Nachteile der Instandhaltung bei Ausfall

 

Die fragwürdigsten Aspekte, die mit der Instandhaltung nach Ausfall verbunden sind, sind sicherlich zahlreich:

  • Größere Anfälligkeit der Maschine oder Anlage für plötzliche und unerwartete Stillstände

  • Ein schwerwiegender Defekt an einer Komponente kann auch negative Auswirkungen auf andere Elemente des Systems haben und letztlich dessen Funktionalität beeinträchtigen. Dies führt leicht zu einer erheblichen Kostensteigerung. Außerdem ist es wichtig zu betonen, dass es oft schwierig, wenn nicht unmöglich ist, einen Defekt an einer internen Komponente einer Anlage zu erkennen, wenn diese nicht regelmäßig inspiziert wird. Dies erhöht das Risiko, dass sich der Schaden auf andere Komponenten derselben Maschine ausweitet, mit möglicherweise katastrophalen Folgen.

  • Ungeplante, plötzliche Reparaturen führen oft zu längeren Wiederherstellungszeiten der Maschine und behindern die Produktion zusätzlich.

  • Die Personalzuweisung ist ein wichtiger Aspekt, der berücksichtigt werden muss. Plötzliche Ausfälle können uns unvorbereitet treffen, was zu weiteren Verzögerungen und einer ineffizienten Ressourcenzuteilung führt.

  • Da es sich um unerwartete Ausfälle handelt, muss das Ersatzteillager zwangsläufig überdimensioniert werden, um die sofortige Reaktion auf einen Ausfall zu gewährleisten.

Korrektive Softwarewartung

 

Ebenso wie bei der vorbeugenden Instandhaltung kann eine CMMS-Software auch bei der Verwaltung von korrektiven Instandhaltungsmaßnahmen und von Assets, die nicht als wichtig genug erachtet werden, um präventive Maßnahmen zu rechtfertigen, eine große Hilfe sein.

 

Die Möglichkeiten und Funktionen, mit denen eine CMMS-Software uns unterstützt, sind vielfältig.
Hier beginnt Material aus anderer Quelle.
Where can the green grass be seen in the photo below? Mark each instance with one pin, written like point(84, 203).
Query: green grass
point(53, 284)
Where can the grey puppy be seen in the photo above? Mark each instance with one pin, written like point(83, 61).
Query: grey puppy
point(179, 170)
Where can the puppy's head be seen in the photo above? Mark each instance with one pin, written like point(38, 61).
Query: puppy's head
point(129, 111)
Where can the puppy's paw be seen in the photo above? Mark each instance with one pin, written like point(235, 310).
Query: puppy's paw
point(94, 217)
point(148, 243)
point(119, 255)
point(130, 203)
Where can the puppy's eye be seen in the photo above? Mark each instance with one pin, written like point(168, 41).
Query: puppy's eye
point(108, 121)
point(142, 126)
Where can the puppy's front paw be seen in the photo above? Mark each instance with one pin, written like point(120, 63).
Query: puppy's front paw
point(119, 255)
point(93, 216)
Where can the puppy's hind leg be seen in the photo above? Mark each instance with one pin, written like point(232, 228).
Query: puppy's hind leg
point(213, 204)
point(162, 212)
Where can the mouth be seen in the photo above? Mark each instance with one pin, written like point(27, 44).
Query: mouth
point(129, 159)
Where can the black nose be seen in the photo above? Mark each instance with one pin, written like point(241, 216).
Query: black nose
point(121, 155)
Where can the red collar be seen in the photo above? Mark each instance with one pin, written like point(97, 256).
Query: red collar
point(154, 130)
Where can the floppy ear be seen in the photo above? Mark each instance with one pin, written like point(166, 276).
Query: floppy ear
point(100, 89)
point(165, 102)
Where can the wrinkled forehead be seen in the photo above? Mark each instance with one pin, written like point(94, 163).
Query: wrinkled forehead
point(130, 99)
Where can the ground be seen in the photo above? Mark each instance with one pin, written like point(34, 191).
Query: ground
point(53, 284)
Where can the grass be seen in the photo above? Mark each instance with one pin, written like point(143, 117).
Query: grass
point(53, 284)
Angefangen bei der Verwaltung von Interventionsanfragen und Arbeitsaufträgen, die dazu beitragen, Maßnahmen zu beschleunigen, die in der Regel so schnell wie möglich umgesetzt werden müssen, um Verluste und Ineffizienzen zu vermeiden.

 

Darüber hinaus erstellt eine Instandhaltungsmanagement-Software faktisch eine digitale Kopie unserer Assets, indem sie die Eingabe der zugehörigen Daten automatisiert. Dies, kombiniert mit deren Verarbeitung und der Erstellung einer stets aktuellen Historie, wird unverzichtbar, wenn man sich für einen hybriden Ansatz zwischen präventiver und korrektiver Instandhaltung entscheidet. Die Analyse dieser Daten, die durch vollständige und personalisierte Berichte bereitgestellt wird, versetzt uns in die Lage, fundierte und bewusstere Entscheidungen zu treffen, wenn wir eine Strategie ausarbeiten oder überarbeiten, und hilft uns, den richtigen Kompromiss zwischen beiden Ansätzen zu finden.